Les prisons françaises ont vu sortir 13 500 détenus de leurs murs durant le confinement. « Quand il y a moins de monde, la vie se passe mieux, pour les prisonniers comme pour le personnel », expose Julien Magnier, secrétaire national CGT insertion et probation et conseiller pénitentiaire d’insertion et de probation à la maison d’arrêt d’Amiens.

Un désengorgement salué par les professionnels de l’accompagnement : la crise aura montré qu’il est « possible de baisser la surpopulation carcérale. C’est une décision politique, c’est matériellement possible », insiste Justine Baranger, cheffe de service des points d’accès aux droits pénitentiaires du Casp-Arapej (Centre d’action sociale protestant – Association réflexion action prison et justice). Mais ce tournant, initié dans l’urgence, s’inscrira-t-il dans le temps ? « Des moyens considérables ont été déployés. Avec un fonctionnement normal de la justice, pas sûr que cela tienne », craint la responsable.

« Ne pas tout reposer sur l’associatif »

Le numéro vert de l’Arapej, accessible à tous les détenus sur le territoire, n’a cessé d’être sollicité : « Nous avons augmenté de 50 % le nombre d’appels traités », indique sa coordinatrice, Marine Dorso. Les interrogations portaient en grande partie sur les libérations anticipées et les réductions de peines. Nombre de détenus, parmi les 13 500 concernés, avaient « des reliquats de peine très faibles, de deux à six mois ; pourtant rien n’avait été préparé pour eux. Les problèmes de prise en charge et de sorties sèches ont vraiment été mis en lumière », affirme Marine Dorso. Domiciliation, hébergement, titres de séjours : à l’avenir, il s’agira de redoubler d’effort sur « le lien dedans-dehors, et faire en sorte que la prison ne soit pas un temps de rupture de droits, mais de suivi et de continuité », prône Justine Baranger.

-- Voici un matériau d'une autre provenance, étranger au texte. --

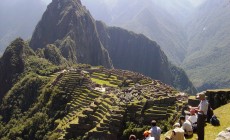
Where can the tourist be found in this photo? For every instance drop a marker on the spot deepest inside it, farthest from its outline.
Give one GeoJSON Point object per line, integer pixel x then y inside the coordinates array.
{"type": "Point", "coordinates": [155, 130]}
{"type": "Point", "coordinates": [132, 137]}
{"type": "Point", "coordinates": [186, 126]}
{"type": "Point", "coordinates": [202, 112]}
{"type": "Point", "coordinates": [147, 135]}
{"type": "Point", "coordinates": [177, 133]}
{"type": "Point", "coordinates": [193, 119]}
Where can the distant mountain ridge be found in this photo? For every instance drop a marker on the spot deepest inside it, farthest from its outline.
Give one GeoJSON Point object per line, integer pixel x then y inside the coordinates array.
{"type": "Point", "coordinates": [208, 63]}
{"type": "Point", "coordinates": [18, 19]}
{"type": "Point", "coordinates": [77, 101]}
{"type": "Point", "coordinates": [69, 26]}
{"type": "Point", "coordinates": [194, 38]}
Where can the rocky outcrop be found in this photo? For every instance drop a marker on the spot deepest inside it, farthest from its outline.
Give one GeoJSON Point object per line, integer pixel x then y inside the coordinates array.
{"type": "Point", "coordinates": [12, 64]}
{"type": "Point", "coordinates": [70, 26]}
{"type": "Point", "coordinates": [218, 97]}
{"type": "Point", "coordinates": [136, 52]}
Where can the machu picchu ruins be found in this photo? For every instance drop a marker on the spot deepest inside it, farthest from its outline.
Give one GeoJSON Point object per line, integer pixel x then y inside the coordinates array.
{"type": "Point", "coordinates": [101, 100]}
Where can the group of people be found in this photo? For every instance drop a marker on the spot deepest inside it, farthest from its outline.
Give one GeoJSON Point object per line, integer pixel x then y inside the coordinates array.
{"type": "Point", "coordinates": [153, 134]}
{"type": "Point", "coordinates": [186, 125]}
{"type": "Point", "coordinates": [194, 123]}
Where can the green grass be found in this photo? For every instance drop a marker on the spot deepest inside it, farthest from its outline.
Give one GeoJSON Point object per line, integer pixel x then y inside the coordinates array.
{"type": "Point", "coordinates": [223, 115]}
{"type": "Point", "coordinates": [101, 82]}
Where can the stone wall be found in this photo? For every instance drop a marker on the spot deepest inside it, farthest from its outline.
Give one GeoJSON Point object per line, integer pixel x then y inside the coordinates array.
{"type": "Point", "coordinates": [218, 98]}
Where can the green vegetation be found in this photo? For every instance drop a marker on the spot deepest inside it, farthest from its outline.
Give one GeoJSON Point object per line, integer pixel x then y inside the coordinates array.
{"type": "Point", "coordinates": [103, 82]}
{"type": "Point", "coordinates": [211, 131]}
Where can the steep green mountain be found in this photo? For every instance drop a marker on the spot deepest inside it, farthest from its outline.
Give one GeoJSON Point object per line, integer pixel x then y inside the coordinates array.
{"type": "Point", "coordinates": [162, 21]}
{"type": "Point", "coordinates": [18, 19]}
{"type": "Point", "coordinates": [136, 52]}
{"type": "Point", "coordinates": [207, 61]}
{"type": "Point", "coordinates": [69, 26]}
{"type": "Point", "coordinates": [195, 38]}
{"type": "Point", "coordinates": [12, 64]}
{"type": "Point", "coordinates": [67, 101]}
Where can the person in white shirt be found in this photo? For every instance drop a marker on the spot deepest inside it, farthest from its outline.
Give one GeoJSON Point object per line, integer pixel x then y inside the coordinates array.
{"type": "Point", "coordinates": [147, 135]}
{"type": "Point", "coordinates": [155, 130]}
{"type": "Point", "coordinates": [177, 133]}
{"type": "Point", "coordinates": [186, 126]}
{"type": "Point", "coordinates": [202, 113]}
{"type": "Point", "coordinates": [193, 119]}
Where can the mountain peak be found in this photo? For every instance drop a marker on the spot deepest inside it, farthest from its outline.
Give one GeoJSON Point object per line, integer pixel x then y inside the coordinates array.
{"type": "Point", "coordinates": [68, 25]}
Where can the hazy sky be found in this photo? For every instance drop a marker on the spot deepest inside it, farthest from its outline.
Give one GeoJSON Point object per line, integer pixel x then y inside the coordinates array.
{"type": "Point", "coordinates": [194, 2]}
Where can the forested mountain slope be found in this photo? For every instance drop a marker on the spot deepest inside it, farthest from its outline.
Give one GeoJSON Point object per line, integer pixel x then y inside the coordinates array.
{"type": "Point", "coordinates": [207, 61]}
{"type": "Point", "coordinates": [18, 19]}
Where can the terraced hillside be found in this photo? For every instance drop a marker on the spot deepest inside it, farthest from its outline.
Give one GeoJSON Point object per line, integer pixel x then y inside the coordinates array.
{"type": "Point", "coordinates": [94, 102]}
{"type": "Point", "coordinates": [101, 100]}
{"type": "Point", "coordinates": [49, 101]}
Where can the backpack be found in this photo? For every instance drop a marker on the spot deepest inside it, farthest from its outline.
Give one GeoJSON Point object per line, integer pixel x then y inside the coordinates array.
{"type": "Point", "coordinates": [214, 121]}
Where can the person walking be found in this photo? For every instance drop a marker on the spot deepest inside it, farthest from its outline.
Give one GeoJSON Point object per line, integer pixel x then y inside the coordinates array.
{"type": "Point", "coordinates": [186, 126]}
{"type": "Point", "coordinates": [177, 133]}
{"type": "Point", "coordinates": [155, 130]}
{"type": "Point", "coordinates": [147, 135]}
{"type": "Point", "coordinates": [202, 113]}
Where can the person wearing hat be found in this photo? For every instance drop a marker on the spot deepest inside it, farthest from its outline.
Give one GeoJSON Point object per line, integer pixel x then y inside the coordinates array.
{"type": "Point", "coordinates": [202, 113]}
{"type": "Point", "coordinates": [155, 130]}
{"type": "Point", "coordinates": [193, 119]}
{"type": "Point", "coordinates": [186, 126]}
{"type": "Point", "coordinates": [177, 133]}
{"type": "Point", "coordinates": [132, 137]}
{"type": "Point", "coordinates": [147, 135]}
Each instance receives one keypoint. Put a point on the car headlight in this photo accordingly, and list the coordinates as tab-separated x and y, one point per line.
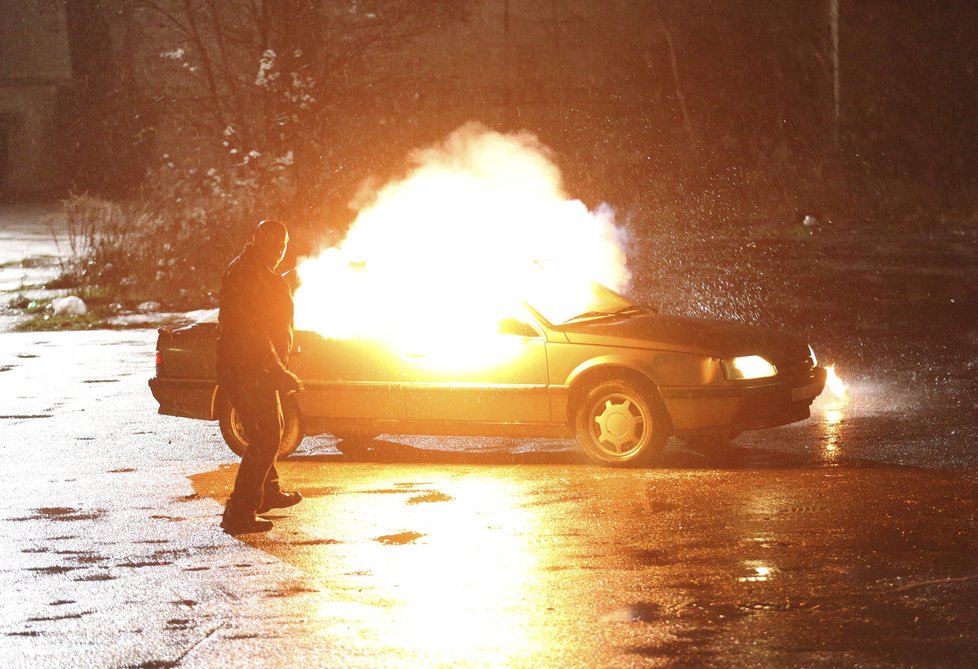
748	367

L’accompagnement des sortants s’est avéré être encore trop « dépendant des partenaires extérieurs pour le projet professionnel, le logement, l’intégration dans un réseau social », liste Julien Magnier. A l’avenir, l’administration devrait « se doter de moyens propres et de structures d’hébergement dans le civil. Tout ne peut pas reposer sur l’associatif ! », insiste-t-il. Le Casp-Arapej compte orienter davantage son numéro national sur ces enjeux : «  [Après ces deux mois], nous nous sommes dit que le public en milieu ouvert allait avoir encore plus besoin d’accompagnement et qu’il faut éviter les sorties sèches… Nous allons mettre en place cela au fur et à mesure », soutient Marine Dorso qui ajoute que la crise a permis d’affirmer un « consensus sur la nécessité de repenser des alternatives à l’incarcération ».

Se concentrer sur la réinsertion

La proportion de sortants de prison au sein des centres de rétention administrative, en particulier celui du Mesnil-Amelot, a été très élevée lors du confinement. « Cela invite à étudier la place des étrangers en détention ainsi que le problème de leur accès aux droits », suggère Justine Baranger. Les procédures administratives sont « très compliquées pour les personnes étrangères ; elles le sont encore plus lorsque ces dernières sont en détention, ou font des aller-retours entre prison et rétention ». L’enjeu reste, au fond, de travailler davantage sur le « passage du droit dérogatoire au droit commun », souligne-t-elle.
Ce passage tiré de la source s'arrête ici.